An Unsatisfying Homecoming Season 2 Won’t Stay in Your Memory for Long
Photo Courtesy of Amazon Prime
The second season of Eli Horowitz and Micah Bloomberg’s once-based-on-a-podcast Homecoming has a common problem found when expanding from “story” to “franchise.” The shadows in the corners of the Amazon mystery series’ world, the ones that once invited our imaginations to fill in the gaps, have—by design—evaporated, for little reason other than that Season 2 needed a story to tell. It’s not unwatchable, it’s just unnecessary.
The excellent first season kicked off with a past-and-present relationship between soldier Walter Cruz (Stephan James) and caseworker Heidi Bergman (Julia Roberts) that had deteriorated into nothing. But as the gaps filled in from both ends, we got context. This season starts off with a gap, then uses its mystery to provide text.
Janelle Monáe plays Jacqueline Calico—or at least wakes up with that ID in her pocket. She, whoever that really is, wakes up in a rowboat in the middle of a lake with a phone in her hand and no idea how she’s gotten there. The phone is quickly dropped into the water, but the amnesia’s more permanently in her possession. Unfortunately, the initial investigation into her identity isn’t particularly compelling TV, as it feels like a silent video game protagonist playing a point-and-click mystery. Unlocking new locations by finding the right clues, her procedural drive replaces personality. It becomes I Spy, with only the absence of information sucking us in like a black hole. Eventually, however, it all returns to the Homecoming program.

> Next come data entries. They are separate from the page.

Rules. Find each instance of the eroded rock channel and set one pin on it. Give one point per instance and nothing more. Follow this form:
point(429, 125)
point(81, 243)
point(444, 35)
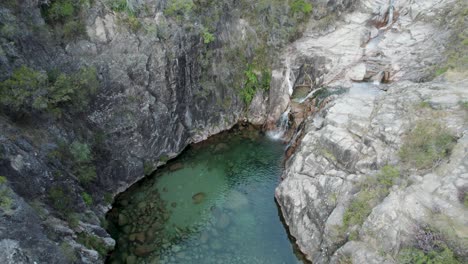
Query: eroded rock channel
point(213, 204)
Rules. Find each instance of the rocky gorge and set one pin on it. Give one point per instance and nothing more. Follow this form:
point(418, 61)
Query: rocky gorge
point(352, 79)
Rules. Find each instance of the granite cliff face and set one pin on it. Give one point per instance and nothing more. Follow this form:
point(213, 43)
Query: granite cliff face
point(172, 75)
point(169, 74)
point(333, 195)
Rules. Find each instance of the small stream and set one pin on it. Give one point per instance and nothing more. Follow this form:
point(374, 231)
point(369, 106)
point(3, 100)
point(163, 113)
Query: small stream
point(213, 204)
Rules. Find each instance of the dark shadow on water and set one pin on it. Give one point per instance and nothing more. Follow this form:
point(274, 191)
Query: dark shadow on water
point(144, 209)
point(301, 256)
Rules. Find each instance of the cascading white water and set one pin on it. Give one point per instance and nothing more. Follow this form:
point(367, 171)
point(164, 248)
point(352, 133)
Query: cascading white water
point(391, 10)
point(281, 126)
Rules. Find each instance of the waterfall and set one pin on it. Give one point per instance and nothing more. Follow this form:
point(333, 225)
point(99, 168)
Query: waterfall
point(282, 126)
point(391, 9)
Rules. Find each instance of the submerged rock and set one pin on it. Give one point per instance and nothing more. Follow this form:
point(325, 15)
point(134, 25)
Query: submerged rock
point(198, 197)
point(176, 166)
point(223, 221)
point(236, 201)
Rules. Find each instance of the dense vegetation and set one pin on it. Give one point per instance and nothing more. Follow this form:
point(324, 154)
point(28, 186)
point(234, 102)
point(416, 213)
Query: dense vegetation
point(273, 24)
point(28, 91)
point(66, 17)
point(457, 49)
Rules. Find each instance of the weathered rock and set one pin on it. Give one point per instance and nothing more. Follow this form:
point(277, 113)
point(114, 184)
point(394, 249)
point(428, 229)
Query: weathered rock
point(357, 134)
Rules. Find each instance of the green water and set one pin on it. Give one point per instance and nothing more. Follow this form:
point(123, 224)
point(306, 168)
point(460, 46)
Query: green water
point(213, 204)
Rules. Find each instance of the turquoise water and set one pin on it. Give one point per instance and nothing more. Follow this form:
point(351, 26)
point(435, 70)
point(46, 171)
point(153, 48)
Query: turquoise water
point(213, 204)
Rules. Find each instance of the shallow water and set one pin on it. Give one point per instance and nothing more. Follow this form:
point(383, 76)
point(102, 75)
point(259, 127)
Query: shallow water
point(213, 204)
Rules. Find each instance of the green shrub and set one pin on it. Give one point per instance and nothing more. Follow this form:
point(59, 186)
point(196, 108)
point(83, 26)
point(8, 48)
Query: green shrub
point(416, 256)
point(87, 199)
point(108, 198)
point(148, 167)
point(132, 22)
point(266, 79)
point(92, 242)
point(207, 37)
point(163, 158)
point(119, 5)
point(464, 105)
point(28, 90)
point(61, 10)
point(178, 8)
point(22, 91)
point(65, 17)
point(300, 6)
point(73, 29)
point(387, 176)
point(426, 145)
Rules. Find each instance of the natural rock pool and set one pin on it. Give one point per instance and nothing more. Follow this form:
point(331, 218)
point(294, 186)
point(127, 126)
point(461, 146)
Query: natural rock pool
point(213, 204)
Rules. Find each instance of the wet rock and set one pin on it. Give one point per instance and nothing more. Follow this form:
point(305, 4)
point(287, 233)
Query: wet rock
point(140, 237)
point(198, 197)
point(358, 72)
point(215, 244)
point(143, 250)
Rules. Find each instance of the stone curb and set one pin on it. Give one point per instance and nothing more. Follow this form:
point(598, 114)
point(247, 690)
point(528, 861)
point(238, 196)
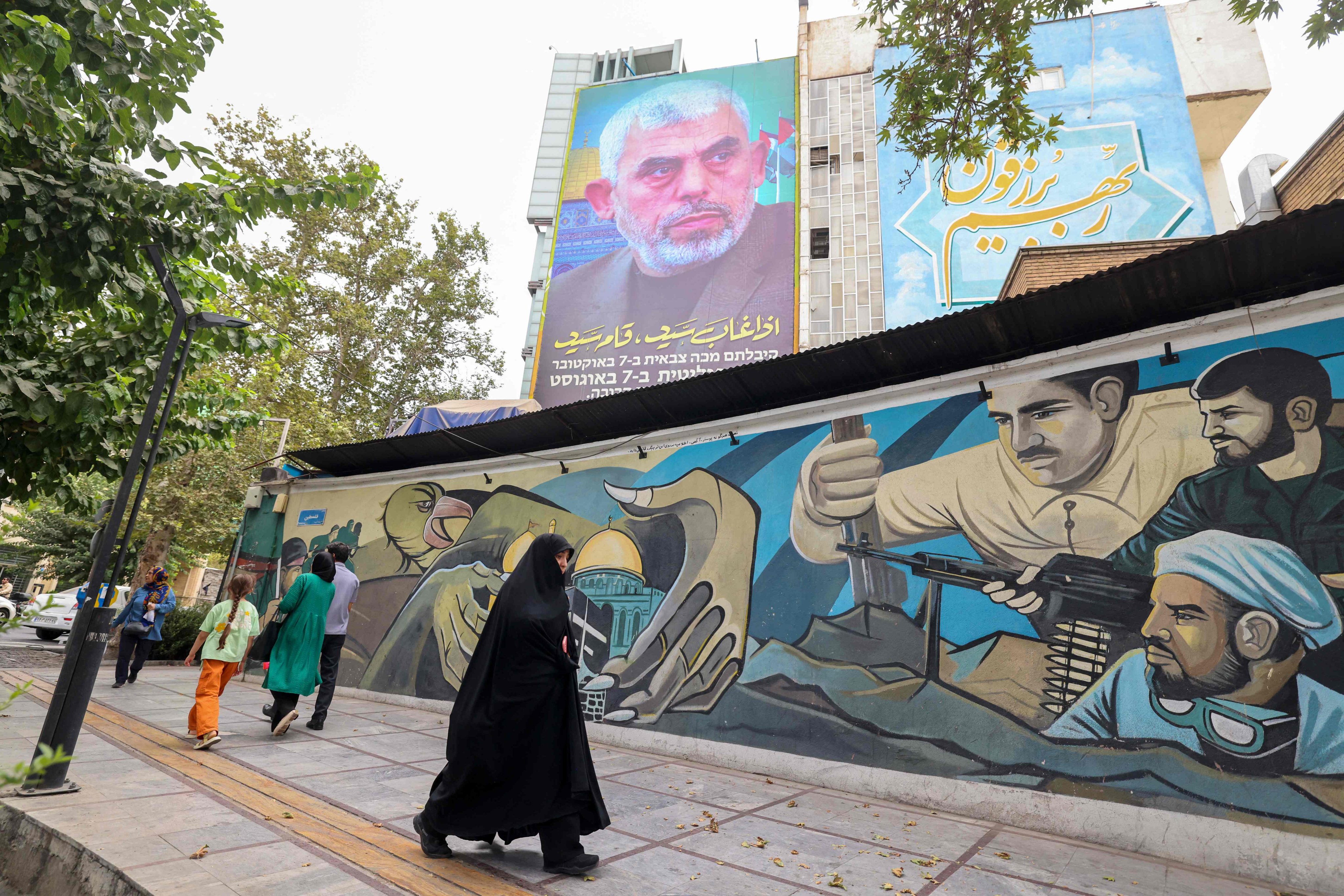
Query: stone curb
point(38, 860)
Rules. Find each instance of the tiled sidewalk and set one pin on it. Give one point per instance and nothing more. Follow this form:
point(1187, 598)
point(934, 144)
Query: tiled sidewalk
point(378, 761)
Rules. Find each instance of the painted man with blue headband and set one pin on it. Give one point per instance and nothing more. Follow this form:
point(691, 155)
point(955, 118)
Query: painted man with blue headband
point(1232, 620)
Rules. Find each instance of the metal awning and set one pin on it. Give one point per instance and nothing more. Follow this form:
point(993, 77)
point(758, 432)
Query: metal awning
point(1275, 260)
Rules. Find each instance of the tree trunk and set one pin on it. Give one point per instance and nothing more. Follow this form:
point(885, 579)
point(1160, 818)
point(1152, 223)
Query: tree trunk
point(154, 554)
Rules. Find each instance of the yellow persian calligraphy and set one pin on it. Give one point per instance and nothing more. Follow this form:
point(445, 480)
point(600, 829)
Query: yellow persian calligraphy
point(1107, 189)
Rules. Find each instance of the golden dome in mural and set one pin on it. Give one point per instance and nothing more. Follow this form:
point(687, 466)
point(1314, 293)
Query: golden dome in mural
point(585, 166)
point(515, 551)
point(611, 550)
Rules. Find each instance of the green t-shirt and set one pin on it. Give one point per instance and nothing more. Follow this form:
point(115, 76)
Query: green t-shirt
point(246, 625)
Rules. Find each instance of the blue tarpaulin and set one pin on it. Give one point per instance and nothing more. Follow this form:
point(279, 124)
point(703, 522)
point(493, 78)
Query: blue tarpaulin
point(451, 414)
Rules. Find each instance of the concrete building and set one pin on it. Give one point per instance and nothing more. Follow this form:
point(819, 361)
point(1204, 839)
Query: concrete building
point(853, 211)
point(569, 73)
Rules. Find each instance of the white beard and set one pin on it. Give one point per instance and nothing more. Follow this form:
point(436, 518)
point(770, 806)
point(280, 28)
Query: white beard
point(660, 253)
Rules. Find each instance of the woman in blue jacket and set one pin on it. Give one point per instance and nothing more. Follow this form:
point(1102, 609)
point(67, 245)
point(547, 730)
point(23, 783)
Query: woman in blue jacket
point(143, 618)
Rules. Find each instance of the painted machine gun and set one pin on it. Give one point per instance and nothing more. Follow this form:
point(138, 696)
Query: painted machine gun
point(1072, 586)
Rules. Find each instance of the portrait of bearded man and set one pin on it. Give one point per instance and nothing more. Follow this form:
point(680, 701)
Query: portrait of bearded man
point(679, 181)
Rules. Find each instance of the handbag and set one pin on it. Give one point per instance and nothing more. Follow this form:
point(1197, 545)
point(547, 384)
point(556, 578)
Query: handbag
point(267, 640)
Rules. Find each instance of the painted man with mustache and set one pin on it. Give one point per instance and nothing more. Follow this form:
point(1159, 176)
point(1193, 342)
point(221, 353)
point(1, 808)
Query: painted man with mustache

My Season 1 review of the show was vague about the memory loss plot, the mysterious Geist Emergent Group, and the secretive Homecoming program at the heart of it all, but specific about the artistry behind them. That vagueness will remain (partially because I’m prohibited from sharing details, outcomes, and entire characters, and partially because there’s still enough fun to be had with some reveals that it warrants a cautious approach) just as the artistry has persevered. Mr. Robot’s Sam Esmail has passed on directorial duties to The Stanford Prison Experiment’s Kyle Patrick Alvarez, someone who brings plenty of experience with fucked-up experiments, and who also maintains the striking visual language of the original.
Slick split-screens, ethereal crossfades, long tracking shots (a home invasion looks impressively complex), and lingering credits sequences keep Homecoming looking great. These latter sequences, almost always mundane counterpoints to the high-concept antics of the preceding episode, remind us that life goes on and that even the most outrageous actions and reveals are built upon boring errands. Ned Stark’s head wasn’t lopped off without a lot of off-screen blade sharpening.
But there aren’t too many shocking twists over Season 2’s seven half-hour episodes. The brief runtime is a continued highlight that seems especially praiseworthy as streaming dramas (especially mystery-laden ones) bloat to obscene, Quibi seed funding-like levels. But the second season is shorter, less ambitious in scope, and still feels like it takes three episodes to get going. That’s partly because Homecoming gets caught up providing answers nobody was asking for, like “Who’s the weird old farmer at the head of Geist?” and “Has he been upstairs the whole time?” (he has, as played by Chris Cooper at his crustiest). It also supplies those that were more interesting when they were ambiguous, like “How’s Walter holding up in his new life?” and “How did secretary Audrey Temple (Hong Chau) take over Homecoming?”